Tunisie. Le député français Habib Meyer appelle à boycotter la Tunisie

Le député Habib Meyer (UDI) a appelé jeudi au boycott touristique de la Tunisie après l'ouverture d'une enquête sur un joueur franco-israélien à la demande du président tunisien Kaïs Saïed. « La Tunisie érige la haine d’Israël en politique d’État, boycotte un sportif franco-israélien - allez-vous continuer à vous y rendre et cautionner ?! », a-t-il publié sur son compte Facebook.

Sur une publication mise en ligne le 5 février (inaccessible depuis la Tunisie sans un proxy ; voir captures d’écran), le député français Habib Meyer s’en prend violemment à la Tunisie en raison de la récente polémique sur la participation d’un joueur franco-israélien à un tournoi de tennis qui s’est tenu à Tunis.
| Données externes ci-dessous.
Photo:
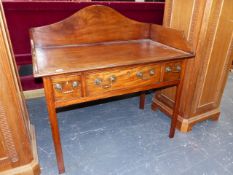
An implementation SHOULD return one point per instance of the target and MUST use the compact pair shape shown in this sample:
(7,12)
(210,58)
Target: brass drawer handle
(178,68)
(98,81)
(152,72)
(58,87)
(168,69)
(112,78)
(75,84)
(139,75)
(106,86)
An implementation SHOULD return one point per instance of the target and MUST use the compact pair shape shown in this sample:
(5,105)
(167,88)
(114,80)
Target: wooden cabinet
(208,25)
(17,140)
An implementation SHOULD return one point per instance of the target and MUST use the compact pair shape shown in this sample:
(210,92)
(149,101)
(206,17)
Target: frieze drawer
(66,87)
(172,71)
(99,82)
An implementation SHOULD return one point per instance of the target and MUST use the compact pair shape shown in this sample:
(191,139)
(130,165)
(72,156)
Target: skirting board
(33,168)
(34,93)
(185,125)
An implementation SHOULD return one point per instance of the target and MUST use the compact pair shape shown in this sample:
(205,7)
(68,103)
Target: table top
(55,60)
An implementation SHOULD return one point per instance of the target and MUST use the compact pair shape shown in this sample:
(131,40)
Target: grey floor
(116,138)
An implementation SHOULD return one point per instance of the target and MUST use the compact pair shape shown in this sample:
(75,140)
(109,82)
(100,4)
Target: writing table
(98,53)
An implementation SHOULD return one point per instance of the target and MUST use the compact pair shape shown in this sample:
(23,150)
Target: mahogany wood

L’élu s’est emporté après l’annonce de l’ouverture d’une enquête concernant la venue de ce joueur.

« Le très antisioniste président tunisien Kaïs Saïed a demandé l’ouverture d’une enquête sur la participation d’un tennisman franco-israélien, Aaaron Cohen, au tournoi international junior, qui se déroule à El-Menzah (Tunis) », écrit le député.
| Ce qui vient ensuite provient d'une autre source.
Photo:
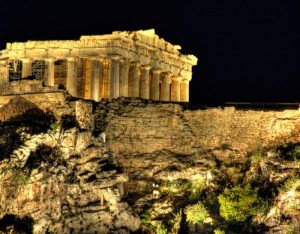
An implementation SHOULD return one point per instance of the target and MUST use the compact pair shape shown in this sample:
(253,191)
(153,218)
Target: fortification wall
(144,128)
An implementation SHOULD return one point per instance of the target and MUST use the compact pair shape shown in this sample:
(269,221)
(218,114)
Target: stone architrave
(134,80)
(155,80)
(26,67)
(145,82)
(184,90)
(95,80)
(124,73)
(165,87)
(114,77)
(72,77)
(4,74)
(49,62)
(175,89)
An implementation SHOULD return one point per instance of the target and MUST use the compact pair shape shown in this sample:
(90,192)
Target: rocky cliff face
(60,177)
(57,174)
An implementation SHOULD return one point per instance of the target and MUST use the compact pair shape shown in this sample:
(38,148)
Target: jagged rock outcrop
(64,179)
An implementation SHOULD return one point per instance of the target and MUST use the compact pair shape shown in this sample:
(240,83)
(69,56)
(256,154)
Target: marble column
(134,81)
(26,67)
(50,72)
(145,82)
(184,90)
(165,87)
(72,77)
(4,72)
(175,89)
(102,83)
(114,77)
(124,74)
(154,90)
(95,80)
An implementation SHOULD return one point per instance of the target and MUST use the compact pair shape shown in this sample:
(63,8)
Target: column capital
(185,80)
(135,64)
(49,59)
(146,67)
(71,59)
(26,60)
(177,78)
(116,57)
(157,70)
(167,77)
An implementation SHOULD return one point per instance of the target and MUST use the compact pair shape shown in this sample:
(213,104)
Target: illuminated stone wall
(140,128)
(128,64)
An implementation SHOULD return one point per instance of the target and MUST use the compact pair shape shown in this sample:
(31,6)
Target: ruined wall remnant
(141,127)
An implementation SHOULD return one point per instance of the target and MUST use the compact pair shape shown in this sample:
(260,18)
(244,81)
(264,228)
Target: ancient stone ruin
(128,64)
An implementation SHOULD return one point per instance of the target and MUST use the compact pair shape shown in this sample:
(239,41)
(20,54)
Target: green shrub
(289,151)
(290,184)
(175,186)
(20,177)
(175,221)
(161,229)
(257,156)
(219,231)
(54,127)
(240,203)
(196,214)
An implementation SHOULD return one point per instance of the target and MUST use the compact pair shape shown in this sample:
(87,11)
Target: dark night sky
(247,50)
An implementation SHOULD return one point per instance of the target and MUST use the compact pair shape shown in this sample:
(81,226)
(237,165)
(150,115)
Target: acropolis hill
(127,154)
(121,64)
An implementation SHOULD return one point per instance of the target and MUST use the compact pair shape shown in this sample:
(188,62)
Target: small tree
(240,203)
(196,214)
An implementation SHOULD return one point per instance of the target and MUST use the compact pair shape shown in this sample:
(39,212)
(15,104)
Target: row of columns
(124,79)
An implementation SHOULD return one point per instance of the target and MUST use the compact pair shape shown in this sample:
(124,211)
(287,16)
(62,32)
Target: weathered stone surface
(66,181)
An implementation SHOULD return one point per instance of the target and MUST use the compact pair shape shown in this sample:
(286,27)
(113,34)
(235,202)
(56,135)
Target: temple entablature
(103,66)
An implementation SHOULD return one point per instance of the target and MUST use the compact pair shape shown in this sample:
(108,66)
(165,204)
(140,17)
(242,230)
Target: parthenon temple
(129,64)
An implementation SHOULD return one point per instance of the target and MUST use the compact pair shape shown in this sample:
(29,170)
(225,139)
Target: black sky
(247,50)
« Alors que l’Égypte et la Jordanie ont conclu des accords de paix, que l’Arabie Saoudite, les Émirats arabes unis, le Bahreïn ou le Maroc ont engagé une normalisation des relations avec Israël, la Tunisie s’enfonce dans la haine obsessionnelle et suit les traces de l’Iran », poursuit-il dans sa diatribe.
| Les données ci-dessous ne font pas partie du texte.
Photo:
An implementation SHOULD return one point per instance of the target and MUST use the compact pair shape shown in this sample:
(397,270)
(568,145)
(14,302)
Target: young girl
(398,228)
Peu après ce tournoi junior, une autre polémique similaire, non citée dans la publication, a agité les milieux sportifs tunisiens. Le ministère tunisien des Affaires étrangères a condamné la participation de l'équipe tunisienne de tennis à la Fed Cup, où elle était opposée à l'équipe israélienne.

Lire aussi : Fed Cup : Polémique après le match Tunisie – Israël

« Un des boucliers d’Israël »

« N’ont-ils vraiment rien de mieux à faire dans un pays miné par le djihadisme, la crise économique, la colère sociale ? À moins que c’en soit la raison, Israël – comme hier le Juif – faisant office de bouc émissaire ! » M. Meyer s’est en effet fait une spécialité de brandir l’argument de l’antisémitisme chaque fois que la politique israélienne d’occupation est critiquée.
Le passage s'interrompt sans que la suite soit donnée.